Jean-François Dubeau, Architect, Machine Learning, ML Solutions at Kinaxis
At Kinaxis, we make heavy use of Kubernetes (k8s) for our advanced analytics and machine learning modules and workflows. Our multi-step workflows encompass data preparation, feature generation, hyperparameter tuning, model training, inference, and more. Kubernetes provides automated resource allocation, scalability, and multi-cloud capability which are essential to us.
In this post, we will explain how, with just a few short declarative manifests, we track changes to our k8s resources using Argo Events. Before digging into the “how” let’s cover the “why” and describe some concepts.

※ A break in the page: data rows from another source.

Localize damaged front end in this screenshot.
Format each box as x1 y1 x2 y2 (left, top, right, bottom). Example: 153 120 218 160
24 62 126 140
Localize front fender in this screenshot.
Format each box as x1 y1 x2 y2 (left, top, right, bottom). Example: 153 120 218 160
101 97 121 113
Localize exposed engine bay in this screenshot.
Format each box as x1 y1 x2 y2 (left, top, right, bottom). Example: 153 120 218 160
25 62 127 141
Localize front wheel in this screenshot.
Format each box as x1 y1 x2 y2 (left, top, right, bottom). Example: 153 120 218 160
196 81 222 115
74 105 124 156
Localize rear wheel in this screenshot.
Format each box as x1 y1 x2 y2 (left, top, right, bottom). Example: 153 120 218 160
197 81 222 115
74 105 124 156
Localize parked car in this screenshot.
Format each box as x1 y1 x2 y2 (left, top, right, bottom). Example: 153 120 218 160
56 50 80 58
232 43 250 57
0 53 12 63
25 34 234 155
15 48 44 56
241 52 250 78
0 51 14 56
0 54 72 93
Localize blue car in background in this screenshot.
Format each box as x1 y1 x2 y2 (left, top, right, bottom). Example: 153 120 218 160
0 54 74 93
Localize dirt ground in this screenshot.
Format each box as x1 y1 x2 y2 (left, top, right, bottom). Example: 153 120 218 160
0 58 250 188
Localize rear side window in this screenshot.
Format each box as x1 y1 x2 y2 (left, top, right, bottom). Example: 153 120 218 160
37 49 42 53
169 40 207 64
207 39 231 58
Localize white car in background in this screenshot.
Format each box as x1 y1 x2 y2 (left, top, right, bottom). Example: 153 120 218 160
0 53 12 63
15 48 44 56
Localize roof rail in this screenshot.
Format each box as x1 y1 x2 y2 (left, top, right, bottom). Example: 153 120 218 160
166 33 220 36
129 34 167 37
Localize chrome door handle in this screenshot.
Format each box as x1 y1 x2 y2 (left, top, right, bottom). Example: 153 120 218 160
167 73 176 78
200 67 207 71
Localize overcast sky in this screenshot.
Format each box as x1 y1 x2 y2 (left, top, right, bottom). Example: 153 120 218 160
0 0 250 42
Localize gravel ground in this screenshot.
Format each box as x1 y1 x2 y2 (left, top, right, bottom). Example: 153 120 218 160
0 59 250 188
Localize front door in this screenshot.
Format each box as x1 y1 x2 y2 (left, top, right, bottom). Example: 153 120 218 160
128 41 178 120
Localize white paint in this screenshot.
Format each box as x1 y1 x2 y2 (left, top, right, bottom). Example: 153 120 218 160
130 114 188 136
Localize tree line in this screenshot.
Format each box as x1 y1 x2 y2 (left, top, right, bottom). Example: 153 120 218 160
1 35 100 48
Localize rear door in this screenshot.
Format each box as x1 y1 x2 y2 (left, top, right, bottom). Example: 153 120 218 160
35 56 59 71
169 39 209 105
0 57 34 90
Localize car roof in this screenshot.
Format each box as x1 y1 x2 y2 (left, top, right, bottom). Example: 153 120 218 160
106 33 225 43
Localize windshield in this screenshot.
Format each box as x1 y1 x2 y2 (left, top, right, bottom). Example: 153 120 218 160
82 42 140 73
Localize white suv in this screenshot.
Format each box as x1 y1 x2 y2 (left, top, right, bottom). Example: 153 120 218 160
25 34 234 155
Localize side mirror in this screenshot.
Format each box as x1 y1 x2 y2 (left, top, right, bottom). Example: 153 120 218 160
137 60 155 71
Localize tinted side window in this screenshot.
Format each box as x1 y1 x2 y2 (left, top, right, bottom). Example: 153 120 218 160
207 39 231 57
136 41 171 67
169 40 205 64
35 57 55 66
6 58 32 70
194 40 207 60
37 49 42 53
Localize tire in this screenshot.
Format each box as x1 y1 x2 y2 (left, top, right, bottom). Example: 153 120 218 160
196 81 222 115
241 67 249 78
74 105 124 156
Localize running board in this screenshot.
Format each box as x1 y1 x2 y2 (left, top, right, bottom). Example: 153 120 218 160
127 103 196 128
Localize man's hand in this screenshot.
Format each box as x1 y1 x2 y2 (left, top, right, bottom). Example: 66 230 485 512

Why would we want to track changes to our k8s resources? We want to allow users and some external systems to get notified of k8s resource state modifications (such as workflow progress, failures, etc.). In a nutshell, we want to make our system observable from the outside world and, to make a public relations analogy, we want to control the message.
What do we mean by “making our system observable”? Observability, a property of a system, is the ability to define its internal state and behavior based on the available outputs. We more often than not rely on logs, metrics, and traces to get insights into the system state. We try, whenever possible, to collect this information in the least intrusive ways. To do so, we use tools such as Fluentd, Prometheus, and Jaeger, but for those tools to collect data, our applications generally need to be instrumented to generate and expose the appropriate data.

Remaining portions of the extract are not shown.